Painting Dragons

When I turned my attention to the cover design for my self-published novel The Dragons of Bloodrock, I had a pretty clear idea of what I wanted: a giant grey dragon speeding over a desert, with a huge wall of red rock looming in the background.

I roughed out a few pencil compositions before settling on one featuring a dragon with improbably large wings. I based the posture on some photographic reference of bats captured in mid-wing-beat by high-speed cameras. Boy, do those little critters strike some extraordinary poses. From a scan of the chosen rough, I blocked out the cover in Adobe Photoshop.

First rough layout for the cover of "The Dragons of Bloodrock."
First rough layout for the cover of “The Dragons of Bloodrock.”

The first layout was okay, but not nearly dramatic enough. The dragon was too small, too neatly centred. I pulled him forward, cropping the edges of his wings a little and narrowing his proportions. From there, I created a master pencil drawing of the dragon. While doing this I refined the pose, adjusting the skeletal structure so that it made at least some kind of sense.

Final pencil drawing for "The Dragons of Bloodrock" book cover.
Final pencil drawing for “The Dragons of Bloodrock” book cover.

I scanned the drawing and traced the linework in Adobe Illustrator, creating a collection of shapes – head, body, wing membranes, wing bones and so on – which I then imported into a master Photoshop document. Isolating each shape on a separate layer, with additional layers for the various environmental features, I fleshed out the image by combining hand-painted elements with photographic textures.

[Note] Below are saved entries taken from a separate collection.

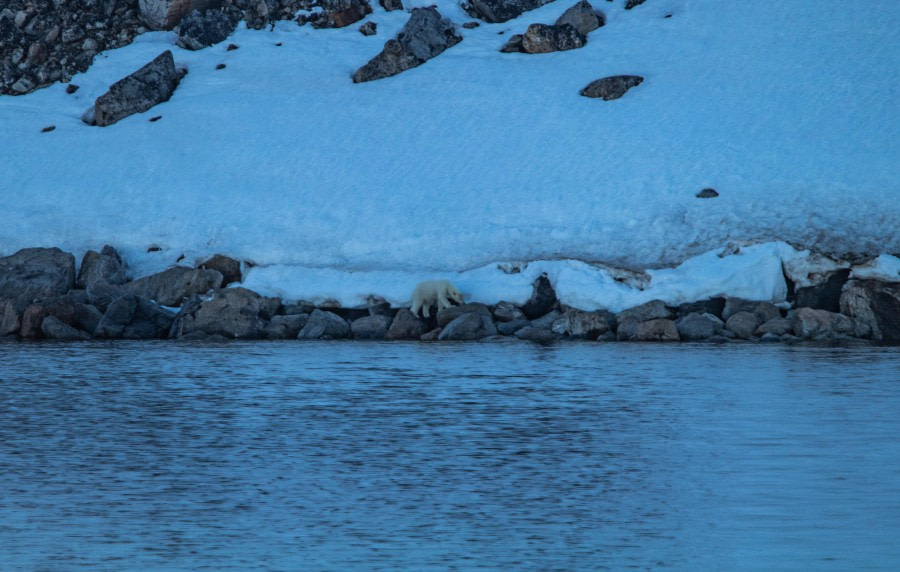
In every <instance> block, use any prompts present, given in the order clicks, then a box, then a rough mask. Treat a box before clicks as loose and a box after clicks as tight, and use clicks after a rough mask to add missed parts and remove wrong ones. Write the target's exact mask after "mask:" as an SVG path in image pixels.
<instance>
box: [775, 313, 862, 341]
mask: <svg viewBox="0 0 900 572" xmlns="http://www.w3.org/2000/svg"><path fill="white" fill-rule="evenodd" d="M791 328H792V329H793V330H794V335H796V336H797V337H799V338H802V339H807V340H808V339H815V338H833V337H836V336H846V335H853V334H854V333H855V331H856V325H855V324H854V323H853V320H852V319H850V318H848V317H847V316H845V315H843V314H836V313H834V312H829V311H828V310H814V309H812V308H799V309H797V310H794V313H793V315H792V316H791Z"/></svg>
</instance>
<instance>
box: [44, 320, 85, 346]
mask: <svg viewBox="0 0 900 572" xmlns="http://www.w3.org/2000/svg"><path fill="white" fill-rule="evenodd" d="M41 331H42V332H43V334H44V337H45V338H47V339H48V340H89V339H91V336H90V335H89V334H88V333H87V332H82V331H81V330H78V329H76V328H73V327H72V326H70V325H68V324H65V323H63V322H62V321H61V320H60V319H59V318H57V317H56V316H47V317H46V318H44V320H43V321H42V322H41Z"/></svg>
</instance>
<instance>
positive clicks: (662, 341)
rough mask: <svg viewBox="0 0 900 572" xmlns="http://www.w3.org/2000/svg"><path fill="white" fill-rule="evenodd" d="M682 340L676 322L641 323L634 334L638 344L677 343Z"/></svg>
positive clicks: (662, 319)
mask: <svg viewBox="0 0 900 572" xmlns="http://www.w3.org/2000/svg"><path fill="white" fill-rule="evenodd" d="M680 339H681V338H680V337H679V335H678V328H677V327H676V326H675V322H673V321H672V320H666V319H657V320H649V321H647V322H640V323H639V324H638V325H637V328H636V329H635V332H634V340H635V341H638V342H677V341H679V340H680Z"/></svg>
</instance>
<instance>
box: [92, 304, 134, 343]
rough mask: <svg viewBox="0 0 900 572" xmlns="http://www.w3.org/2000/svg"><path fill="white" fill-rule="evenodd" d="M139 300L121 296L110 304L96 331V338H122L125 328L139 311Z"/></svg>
mask: <svg viewBox="0 0 900 572" xmlns="http://www.w3.org/2000/svg"><path fill="white" fill-rule="evenodd" d="M137 304H138V303H137V298H136V297H134V296H120V297H118V298H116V299H115V300H113V301H112V302H110V304H109V307H108V308H107V309H106V312H105V313H104V314H103V318H101V319H100V323H99V324H97V327H96V329H94V337H95V338H118V337H121V336H122V332H124V331H125V327H126V326H127V325H128V324H129V323H130V322H131V319H132V318H133V317H134V312H135V310H137Z"/></svg>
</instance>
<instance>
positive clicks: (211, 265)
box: [197, 254, 243, 287]
mask: <svg viewBox="0 0 900 572" xmlns="http://www.w3.org/2000/svg"><path fill="white" fill-rule="evenodd" d="M197 267H198V268H205V269H210V270H217V271H218V272H219V273H220V274H221V275H222V287H225V286H228V285H229V284H234V283H235V282H240V281H241V280H243V277H242V276H241V263H240V262H238V261H237V260H235V259H234V258H231V257H229V256H225V255H224V254H216V255H214V256H213V257H212V258H210V259H209V260H206V261H204V262H201V263H200V264H199V265H198V266H197Z"/></svg>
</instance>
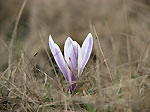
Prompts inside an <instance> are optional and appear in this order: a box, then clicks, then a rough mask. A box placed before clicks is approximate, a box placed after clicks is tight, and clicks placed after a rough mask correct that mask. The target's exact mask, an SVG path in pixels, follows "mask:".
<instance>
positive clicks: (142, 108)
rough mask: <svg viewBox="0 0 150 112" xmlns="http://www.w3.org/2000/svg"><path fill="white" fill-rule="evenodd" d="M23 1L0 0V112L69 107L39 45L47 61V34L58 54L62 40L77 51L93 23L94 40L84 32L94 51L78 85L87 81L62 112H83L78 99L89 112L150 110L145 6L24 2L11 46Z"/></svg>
mask: <svg viewBox="0 0 150 112" xmlns="http://www.w3.org/2000/svg"><path fill="white" fill-rule="evenodd" d="M23 3H24V0H0V74H1V75H0V110H1V109H2V110H9V109H8V107H9V105H8V104H11V102H12V104H13V105H14V106H13V107H12V110H13V109H14V108H16V107H15V105H16V104H17V105H18V108H20V111H21V108H22V109H23V110H25V111H26V112H27V111H37V109H38V108H41V104H43V105H44V104H45V105H47V103H50V102H52V106H51V107H52V108H51V107H49V108H51V110H52V109H53V108H55V109H56V110H57V107H58V108H59V106H57V104H56V105H53V101H55V102H57V101H58V102H62V101H63V100H64V102H65V103H66V102H67V104H65V106H66V105H69V103H70V102H68V101H67V100H66V99H70V96H68V88H69V87H68V86H67V84H66V81H65V80H64V77H63V75H62V74H61V72H59V69H58V67H57V65H56V64H54V66H55V69H56V72H58V75H59V73H60V74H61V75H59V77H58V79H59V78H60V81H61V84H60V85H59V83H58V84H57V83H56V82H57V80H56V79H57V77H56V75H55V74H54V72H53V67H52V66H51V65H50V61H49V59H48V55H47V54H46V51H45V49H44V47H46V48H47V50H48V53H49V54H50V55H51V52H50V49H49V46H48V37H49V35H52V37H53V39H54V41H55V42H56V43H57V44H58V45H59V46H60V48H61V50H62V51H63V46H64V42H65V40H66V38H67V37H68V36H70V37H71V38H73V40H75V41H77V42H78V43H79V44H80V45H82V42H83V40H84V39H85V38H86V36H87V34H88V33H89V32H92V29H91V27H90V26H91V25H93V26H94V27H95V29H96V32H97V35H98V38H96V37H95V33H93V32H92V34H93V37H94V48H93V51H92V55H91V58H90V60H89V62H88V63H87V66H86V68H85V73H84V74H85V75H83V80H82V79H81V83H82V82H84V81H85V80H87V81H88V83H86V81H85V82H84V86H83V87H82V86H81V87H80V91H79V94H76V93H75V97H76V96H79V101H78V102H81V105H80V104H79V105H78V103H77V105H76V106H77V107H76V106H75V105H74V103H72V102H71V104H70V105H73V106H70V107H69V106H68V107H69V108H74V109H72V110H78V108H79V107H80V108H82V109H85V110H87V109H86V107H84V105H86V103H83V102H82V101H81V100H82V97H84V96H85V97H86V98H85V101H86V99H88V97H87V96H89V98H91V99H89V101H88V103H93V101H94V102H95V103H93V105H94V107H93V108H94V109H95V108H97V110H102V109H103V107H105V106H106V109H104V110H107V112H111V111H110V110H112V112H150V99H149V98H150V89H149V88H150V77H149V76H150V75H149V74H150V52H149V42H150V37H149V35H150V34H149V33H150V0H26V4H25V7H24V9H23V11H22V13H21V17H20V19H19V23H18V25H17V30H16V31H17V32H16V35H15V38H14V42H13V47H12V45H11V42H12V37H13V34H14V33H13V32H14V29H15V24H16V19H17V17H18V14H19V12H20V11H21V7H22V4H23ZM99 42H100V44H101V47H102V50H103V54H104V56H103V55H102V53H101V51H100V46H99ZM11 51H12V52H11ZM11 57H12V58H11ZM104 57H105V59H104ZM104 61H106V62H107V64H108V67H107V66H106V65H105V64H104ZM53 62H54V63H55V61H54V60H53ZM48 64H49V65H50V66H46V65H48ZM33 65H35V66H33ZM37 69H38V70H37ZM46 73H47V74H46ZM109 75H112V80H110V77H109ZM79 84H80V83H79ZM50 86H51V87H50ZM59 86H60V88H63V89H64V90H63V92H62V90H61V89H60V88H58V87H59ZM51 88H52V89H51ZM3 90H4V92H3ZM18 90H19V92H18ZM89 90H90V91H89ZM20 92H21V93H20ZM91 92H92V93H91ZM16 93H17V94H16ZM101 94H102V95H101ZM80 96H81V97H80ZM95 96H96V97H95ZM28 97H29V98H31V99H32V101H33V102H32V101H31V100H30V101H29V98H28ZM8 98H10V99H13V100H9V99H8ZM72 98H74V97H72ZM17 99H18V100H17ZM65 100H66V101H65ZM8 102H9V103H8ZM31 102H32V103H31ZM35 102H36V103H35ZM99 104H100V105H99ZM7 105H8V106H7ZM58 105H61V104H59V103H58ZM65 106H63V105H62V108H61V109H60V110H64V108H66V107H65ZM60 107H61V106H60ZM110 107H111V109H110ZM3 108H4V109H3ZM46 108H47V107H43V109H46ZM69 108H68V109H69ZM80 108H79V112H80V111H81V110H80ZM28 109H29V110H28ZM32 109H33V110H32ZM94 109H93V110H94ZM66 110H67V108H66ZM70 110H71V109H70ZM117 110H118V111H117ZM49 111H50V110H49V109H48V108H47V111H45V110H43V112H49ZM52 111H54V110H52ZM18 112H19V111H18ZM21 112H22V111H21ZM41 112H42V110H41ZM88 112H94V111H88ZM98 112H99V111H98Z"/></svg>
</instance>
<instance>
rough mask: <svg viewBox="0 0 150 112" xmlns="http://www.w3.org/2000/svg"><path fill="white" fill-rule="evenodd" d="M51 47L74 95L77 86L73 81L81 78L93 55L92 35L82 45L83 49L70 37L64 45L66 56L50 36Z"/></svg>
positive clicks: (68, 37) (54, 55)
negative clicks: (75, 88)
mask: <svg viewBox="0 0 150 112" xmlns="http://www.w3.org/2000/svg"><path fill="white" fill-rule="evenodd" d="M49 46H50V50H51V52H52V54H53V56H54V59H55V61H56V63H57V65H58V67H59V68H60V70H61V72H62V73H63V75H64V77H65V79H66V81H67V83H68V84H70V85H71V89H70V91H71V93H72V91H73V90H74V89H75V86H76V84H75V83H73V81H75V80H76V78H75V77H80V75H81V74H82V72H83V69H84V67H85V65H86V64H87V62H88V59H89V57H90V55H91V52H92V47H93V37H92V34H91V33H89V34H88V36H87V37H86V39H85V40H84V42H83V44H82V47H80V45H79V44H78V43H77V42H76V41H73V40H72V39H71V38H70V37H68V38H67V40H66V42H65V45H64V56H63V54H62V52H61V50H60V48H59V46H58V45H57V44H56V43H54V41H53V39H52V36H51V35H50V36H49Z"/></svg>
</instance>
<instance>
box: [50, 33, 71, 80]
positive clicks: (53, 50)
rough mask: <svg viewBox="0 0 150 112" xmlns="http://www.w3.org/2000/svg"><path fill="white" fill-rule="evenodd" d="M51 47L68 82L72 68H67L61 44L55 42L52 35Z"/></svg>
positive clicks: (61, 70)
mask: <svg viewBox="0 0 150 112" xmlns="http://www.w3.org/2000/svg"><path fill="white" fill-rule="evenodd" d="M49 47H50V49H51V52H52V54H53V56H54V59H55V61H56V63H57V65H58V67H59V68H60V70H61V71H62V73H63V75H64V77H65V79H66V80H67V82H69V77H68V76H69V75H70V74H69V72H70V70H68V68H67V64H66V63H65V60H64V57H63V55H62V52H61V50H60V48H59V46H58V45H57V44H55V43H54V41H53V39H52V36H51V35H50V36H49Z"/></svg>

As the image came together, I started experimenting with the colour palette. I’d started out thinking I wanted quite a pale image overall, with the grey dragon silhouetted against a brilliant sky. No matter how I rendered this, however, it didn’t work. The background looked washed-out and the grey dragon just looked dead. I steadily gravitated towards a cover much darker than I’d originally intended, and introduced blue into the dragon’s scales to help bring him to life.

"The Dragons of Bloodrock" - front cover colour palette experiments.
“The Dragons of Bloodrock” – front cover colour palette experiments.

Like most creative journeys, this one took me on a roundabout route to a solution that, now I look at it, seems obvious. Why did I mess around with all those blown-out backgrounds when the book is called “The Dragons of Bloodrock?” The clue, as always, is in the title. If I’m putting rock in this picture, it needs to be the colour of blood, right? And who needs sky, anyway?

Here’s a short video showing the progressive build-up of the final cover design:

2 thoughts on “Painting Dragons

  1. I didn’t realise you had painted the front cover yourself, Graham! I was looking on the first pages inside the book to try and find the name of the artist, but I couldn’t see anything. You are certainly a man of many talents!
    Also, I couldn’t help but think of this meme format:

    “Wait, it’s all Graham Edwards?”
    “Always has been”

    1. Thanks, Andrew, nice to hear from you. Love the meme idea! I did the covers for both of the recent self-published dragon books – “Bloodrock” and the re-issued “Dragoncharm.” Going back in time, I drew all the interior black-and-white illustrations and chapter heads for the original paperback “Dragon” and “Stone” trilogies, but those covers were the work of Geoff Taylor and Les Edwards respectively.